I'm having some problems trying to pass through a Mellaxnox ConnectX HCA
to a domU.

This is on Xen 4.0.1, with the latest Debian Testing packages:

  ii  xen-hypervisor-4.0-amd64                4.0.1-2  
  ii  linux-image-2.6.32-5-xen-amd64          2.6.32-30

The hardware is Supermicro H8DGT-HIBQF, BIOS revision 1.0c (date 10/29/10).
It has two AMD Opteron 6128 CPUs, for a total of 16 cores. The machine has
32GiB of ram. The Mellannox adapter looks like this in the dom0:

  02:00.0 InfiniBand: Mellanox Technologies MT26428 [ConnectX VPI PCIe 2.0 
5GT/s - IB QDR / 10GigE] (rev b0)
    Subsystem: Super Micro Computer Inc Device 0048
    Flags: fast devsel, IRQ 19
    Memory at fea00000 (64-bit, non-prefetchable) [size=1M]
    Memory at fc800000 (64-bit, prefetchable) [size=8M]
    Capabilities: [40] Power Management version 3
    Capabilities: [48] Vital Product Data
    Capabilities: [9c] MSI-X: Enable- Count=256 Masked-
    Capabilities: [60] Express Endpoint, MSI 00
    Capabilities: [100] Alternative Routing-ID Interpretation (ARI)
    Kernel driver in use: pciback

I've attached the output of xm dmesg (xm.dmesg.txt).

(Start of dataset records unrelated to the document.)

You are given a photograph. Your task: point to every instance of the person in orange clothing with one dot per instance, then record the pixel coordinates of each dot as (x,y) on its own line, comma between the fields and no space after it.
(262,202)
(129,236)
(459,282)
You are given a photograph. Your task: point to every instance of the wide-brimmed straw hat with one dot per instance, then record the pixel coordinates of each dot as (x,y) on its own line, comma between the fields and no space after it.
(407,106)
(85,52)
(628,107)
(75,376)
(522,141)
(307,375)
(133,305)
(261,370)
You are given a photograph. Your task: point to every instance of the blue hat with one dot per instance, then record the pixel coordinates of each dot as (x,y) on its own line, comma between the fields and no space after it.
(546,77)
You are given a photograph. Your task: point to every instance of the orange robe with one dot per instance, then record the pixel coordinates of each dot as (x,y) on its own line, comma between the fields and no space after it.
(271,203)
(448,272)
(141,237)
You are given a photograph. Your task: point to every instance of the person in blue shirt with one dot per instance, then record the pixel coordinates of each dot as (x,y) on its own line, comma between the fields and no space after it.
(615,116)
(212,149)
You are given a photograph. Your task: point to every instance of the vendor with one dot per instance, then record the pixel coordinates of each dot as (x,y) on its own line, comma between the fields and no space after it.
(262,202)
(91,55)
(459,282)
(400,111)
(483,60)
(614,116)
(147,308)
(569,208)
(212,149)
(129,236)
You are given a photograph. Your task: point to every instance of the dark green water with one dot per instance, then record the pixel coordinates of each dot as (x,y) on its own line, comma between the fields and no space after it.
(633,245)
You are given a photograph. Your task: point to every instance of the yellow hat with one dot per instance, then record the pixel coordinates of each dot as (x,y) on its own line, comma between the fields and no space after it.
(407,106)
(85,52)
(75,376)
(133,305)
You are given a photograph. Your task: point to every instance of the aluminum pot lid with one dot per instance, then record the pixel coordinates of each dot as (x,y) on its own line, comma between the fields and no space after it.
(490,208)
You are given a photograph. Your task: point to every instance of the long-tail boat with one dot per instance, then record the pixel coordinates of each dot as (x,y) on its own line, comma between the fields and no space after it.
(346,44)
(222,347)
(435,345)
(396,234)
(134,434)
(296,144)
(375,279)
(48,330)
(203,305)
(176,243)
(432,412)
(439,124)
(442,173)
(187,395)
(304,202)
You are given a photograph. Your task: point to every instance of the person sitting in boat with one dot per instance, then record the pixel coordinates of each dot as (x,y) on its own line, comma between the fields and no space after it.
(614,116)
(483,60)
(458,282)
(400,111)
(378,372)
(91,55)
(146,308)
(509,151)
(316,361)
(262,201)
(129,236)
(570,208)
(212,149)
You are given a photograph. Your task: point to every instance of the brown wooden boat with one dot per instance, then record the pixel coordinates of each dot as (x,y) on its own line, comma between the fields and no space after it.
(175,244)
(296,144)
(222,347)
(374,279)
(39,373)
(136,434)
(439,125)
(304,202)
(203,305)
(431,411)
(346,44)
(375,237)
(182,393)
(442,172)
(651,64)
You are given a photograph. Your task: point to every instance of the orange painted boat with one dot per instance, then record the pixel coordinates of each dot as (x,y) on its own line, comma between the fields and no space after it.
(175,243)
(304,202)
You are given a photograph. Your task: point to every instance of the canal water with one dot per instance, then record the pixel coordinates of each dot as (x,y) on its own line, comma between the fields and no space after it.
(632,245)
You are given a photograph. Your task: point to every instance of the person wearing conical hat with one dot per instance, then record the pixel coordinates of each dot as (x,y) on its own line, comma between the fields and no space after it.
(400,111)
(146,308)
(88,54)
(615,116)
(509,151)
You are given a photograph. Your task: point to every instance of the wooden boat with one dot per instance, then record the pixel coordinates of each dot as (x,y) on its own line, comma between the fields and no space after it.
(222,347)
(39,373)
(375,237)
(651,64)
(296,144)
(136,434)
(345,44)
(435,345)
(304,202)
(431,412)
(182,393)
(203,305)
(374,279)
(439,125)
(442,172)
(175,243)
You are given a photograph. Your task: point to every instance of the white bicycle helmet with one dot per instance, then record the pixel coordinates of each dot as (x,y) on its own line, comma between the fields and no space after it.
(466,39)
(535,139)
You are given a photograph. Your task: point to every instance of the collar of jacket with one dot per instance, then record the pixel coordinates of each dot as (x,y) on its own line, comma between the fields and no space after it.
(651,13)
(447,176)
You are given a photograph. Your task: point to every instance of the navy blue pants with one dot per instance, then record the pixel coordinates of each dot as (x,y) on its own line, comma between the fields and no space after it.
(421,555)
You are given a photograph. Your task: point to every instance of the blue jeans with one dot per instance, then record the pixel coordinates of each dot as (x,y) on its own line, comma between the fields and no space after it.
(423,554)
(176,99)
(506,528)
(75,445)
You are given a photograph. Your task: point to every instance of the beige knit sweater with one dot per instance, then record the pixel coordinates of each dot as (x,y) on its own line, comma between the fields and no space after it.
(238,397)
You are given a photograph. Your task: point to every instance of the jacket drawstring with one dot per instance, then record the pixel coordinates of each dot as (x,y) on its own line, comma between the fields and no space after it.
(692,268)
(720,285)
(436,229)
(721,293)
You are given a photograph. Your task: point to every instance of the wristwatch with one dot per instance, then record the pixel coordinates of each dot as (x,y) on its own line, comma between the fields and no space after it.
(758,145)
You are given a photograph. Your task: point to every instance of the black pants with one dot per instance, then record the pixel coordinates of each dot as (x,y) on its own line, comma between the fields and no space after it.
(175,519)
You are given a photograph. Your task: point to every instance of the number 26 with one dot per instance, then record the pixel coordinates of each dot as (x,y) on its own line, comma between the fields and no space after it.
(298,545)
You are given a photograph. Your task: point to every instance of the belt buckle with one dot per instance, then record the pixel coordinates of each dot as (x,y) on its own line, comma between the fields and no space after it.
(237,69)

I have the following in the domU config files:

  pci = ['0000:02:00.0'] 

I've attached the boot log from trying to boot the same kernel as a HVM guest
(testsqueezehvm.bootlog.txt). Doing so generates these four lines of output
in xm dmesg:

(XEN) AMD_IOV: IO_PAGE_FALT: domain:1, device id:0x200, fault
address:0x255c000
(XEN) AMD_IOV: IO_PAGE_FALT: domain:1, device id:0x200, fault
address:0x255c080
(XEN) AMD_IOV: IO_PAGE_FALT: domain:1, device id:0x200, fault
address:0x255c040
(XEN) AMD_IOV: IO_PAGE_FALT: domain:1, device id:0x200, fault
address:0x255c0c0

The mlx4_core driver in the domU is not happy:

[    0.411867] mlx4_core: Mellanox ConnectX core driver v0.01 (May 1, 2007)
[    0.411879] mlx4_core: Initializing 0000:00:00.0
[    0.412027] mlx4_core 0000:00:00.0: enabling device (0000 -> 0002)
[    0.412027] mlx4_core 0000:00:00.0: Xen PCI enabling IRQ: 19
[    1.417477] mlx4_core 0000:00:00.0: Installed FW has unsupported command
interface revision 0.
[    1.417509] mlx4_core 0000:00:00.0: (Installed FW version is 0.0.000)
[    1.417527] mlx4_core 0000:00:00.0: This driver version supports only
revisions 2 to 3.
[    1.417549] mlx4_core 0000:00:00.0: QUERY_FW command failed, aborting.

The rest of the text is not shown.